L’harmonie et l’élégance classique de la place Stalingrad sont en effet perturbées visuellement par un lion en résine bleue dont l’une des finalités serait de donner une nouvelle dimension à cette esplanade. De l’art moderne… Comprendre les tréfonds de la démarche ressort d’une vaine entreprise.

Les armoiries de la ville ? Mais c’est d’un léopard dont il s’agit. Richard Cœur de lion, logo automobile, signe zodiacal, roi lion des studios Disney… qui est-il vraiment, ce bougre d’animal qui n’a rien de royal ?

Juché sur de grandes pattes, il s’impose dans le paysage par ses dimensions (8 mètres de long et 3 mètres de large pour 6 mètres de hauteur) et par sa couleur bleue.
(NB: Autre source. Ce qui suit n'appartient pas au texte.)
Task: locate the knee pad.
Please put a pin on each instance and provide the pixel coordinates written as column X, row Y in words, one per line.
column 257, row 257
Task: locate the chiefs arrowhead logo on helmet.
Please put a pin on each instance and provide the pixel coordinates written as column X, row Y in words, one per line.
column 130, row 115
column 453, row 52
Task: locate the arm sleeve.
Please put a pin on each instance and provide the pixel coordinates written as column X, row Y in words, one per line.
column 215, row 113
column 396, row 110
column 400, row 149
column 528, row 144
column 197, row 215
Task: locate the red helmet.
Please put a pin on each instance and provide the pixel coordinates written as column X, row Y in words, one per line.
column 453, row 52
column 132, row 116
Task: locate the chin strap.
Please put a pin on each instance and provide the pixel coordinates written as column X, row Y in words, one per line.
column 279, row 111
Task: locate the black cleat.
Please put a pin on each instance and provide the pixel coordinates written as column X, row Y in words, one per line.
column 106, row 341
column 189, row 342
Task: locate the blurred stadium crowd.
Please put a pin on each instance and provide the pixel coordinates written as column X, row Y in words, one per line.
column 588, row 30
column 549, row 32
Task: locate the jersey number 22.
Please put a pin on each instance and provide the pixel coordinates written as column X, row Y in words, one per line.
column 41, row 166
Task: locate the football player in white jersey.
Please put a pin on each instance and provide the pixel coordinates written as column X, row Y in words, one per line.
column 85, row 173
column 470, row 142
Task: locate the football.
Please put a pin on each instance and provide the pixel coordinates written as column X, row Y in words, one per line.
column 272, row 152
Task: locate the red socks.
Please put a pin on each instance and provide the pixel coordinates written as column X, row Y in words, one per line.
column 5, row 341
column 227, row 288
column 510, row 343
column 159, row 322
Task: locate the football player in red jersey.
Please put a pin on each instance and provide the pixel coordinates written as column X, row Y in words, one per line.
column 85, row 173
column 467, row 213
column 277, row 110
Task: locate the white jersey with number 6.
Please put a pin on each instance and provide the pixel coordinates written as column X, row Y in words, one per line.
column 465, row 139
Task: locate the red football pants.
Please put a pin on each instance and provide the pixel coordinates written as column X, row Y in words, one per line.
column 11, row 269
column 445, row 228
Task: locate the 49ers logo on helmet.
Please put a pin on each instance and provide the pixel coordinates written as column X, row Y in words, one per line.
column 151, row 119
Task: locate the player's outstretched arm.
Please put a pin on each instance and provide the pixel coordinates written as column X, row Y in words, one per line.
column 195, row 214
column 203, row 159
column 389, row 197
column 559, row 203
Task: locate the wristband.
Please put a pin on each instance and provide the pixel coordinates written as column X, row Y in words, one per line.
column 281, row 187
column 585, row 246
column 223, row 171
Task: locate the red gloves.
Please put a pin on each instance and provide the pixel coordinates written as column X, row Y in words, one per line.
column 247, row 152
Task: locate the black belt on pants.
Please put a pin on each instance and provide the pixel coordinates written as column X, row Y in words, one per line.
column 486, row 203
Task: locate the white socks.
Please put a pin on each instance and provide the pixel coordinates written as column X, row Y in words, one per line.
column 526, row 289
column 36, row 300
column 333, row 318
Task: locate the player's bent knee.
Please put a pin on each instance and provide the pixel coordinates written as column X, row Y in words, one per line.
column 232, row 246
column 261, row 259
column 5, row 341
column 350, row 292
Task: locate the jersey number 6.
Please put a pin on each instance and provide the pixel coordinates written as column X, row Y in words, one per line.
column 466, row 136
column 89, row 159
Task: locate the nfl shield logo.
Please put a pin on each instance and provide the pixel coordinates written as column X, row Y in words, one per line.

Il observe sans aucune arrogance ni agressivité l’environnement, semblant accueillir avec bonhomie les visiteurs, leur servant d’abri en cas d’ondée. Oui, ce lion patelin semble veiller sur nos destinées depuis le 30 juin 2005.

C’est Xavier Veilhan, artiste ayant déjà sévi à Beaubourg en dotant le centre Georges Pompidou d’un rhinocéros rouge qui répondit à une commande publique visant à imprimer avec onze œuvres d’art, le tracé du tramway.
Pour aider à construire et à renouveler l’identité des lieux. Cette œuvre devait prendre en compte les rapports nouveaux de l’espace et du temps. A chacun d’apprécier. Ce lion sera-t-il un étranger ou sera-t-il domestiqué ?

Quand je pense que l’on songe à détruire la caserne des pompiers et la passerelle de Gustave Eiffel…

Ainsi, ce jeune quartier qui naquit avec le pont de pierre en 1822 appréhende le XXIème siècle riche de forces nouvelles, avec un lion totémique symbolisant la fierté retrouvée.
Comme si la Bastide venait de sceller un pacte d’éternelle jeunesse.